Taxonomy and Evolution

Modern classification places these animals within the phylum Echinodermata and the subphylum Eleutherozoa. Paleontological work in formations such as the Burgess Shale and the Chengjiang biota informs understanding of early echinoderm lineages studied by paleontologists at the Field Museum and Natural History Museum, London. Molecular phylogenetics using data from the National Center for Biotechnology Information and projects led by labs at University of California, Berkeley, University of Tokyo, Max Planck Society, and Smithsonian Institution have resolved orders including the Forcipulatida, Valvatida, Spinulosida, and Paxillosida. Evolutionary hypotheses reference fossil taxa described in journals such as Nature, Science, Paleobiology, and publications from the Geological Society of America. Comparative studies involve researchers from University of Washington, Woods Hole Oceanographic Institution, University of Queensland, and museums including the Natural History Museum, Paris.

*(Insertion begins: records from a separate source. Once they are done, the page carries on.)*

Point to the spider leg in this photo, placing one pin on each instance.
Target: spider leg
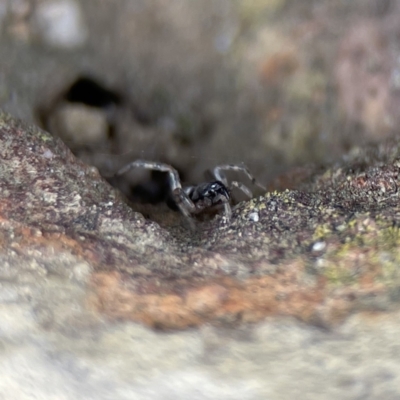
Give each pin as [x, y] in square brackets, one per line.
[227, 211]
[219, 174]
[243, 188]
[185, 205]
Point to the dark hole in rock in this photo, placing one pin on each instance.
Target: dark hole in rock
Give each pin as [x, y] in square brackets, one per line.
[87, 91]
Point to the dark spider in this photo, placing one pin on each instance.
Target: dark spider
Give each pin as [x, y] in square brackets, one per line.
[193, 200]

Body plans exhibit a central disc and radiating arms with a calcareous endoskeleton composed of ossicles analogous to structures examined by anatomists at Johns Hopkins University and University of Chicago. External features include tube feet operated by a water vascular system first characterized by work associated with Marine Biological Laboratory, Scripps Institution of Oceanography, and historical collections at the Royal Society. Skeletal variations and pedicellariae are compared across taxa in monographs produced by Zoological Society of London and researchers from University of Copenhagen, University of Oslo, and University of Auckland. Sensory structures and nervous systems are topics in collaborations involving Max Planck Institute for Brain Research and laboratories at Cold Spring Harbor Laboratory.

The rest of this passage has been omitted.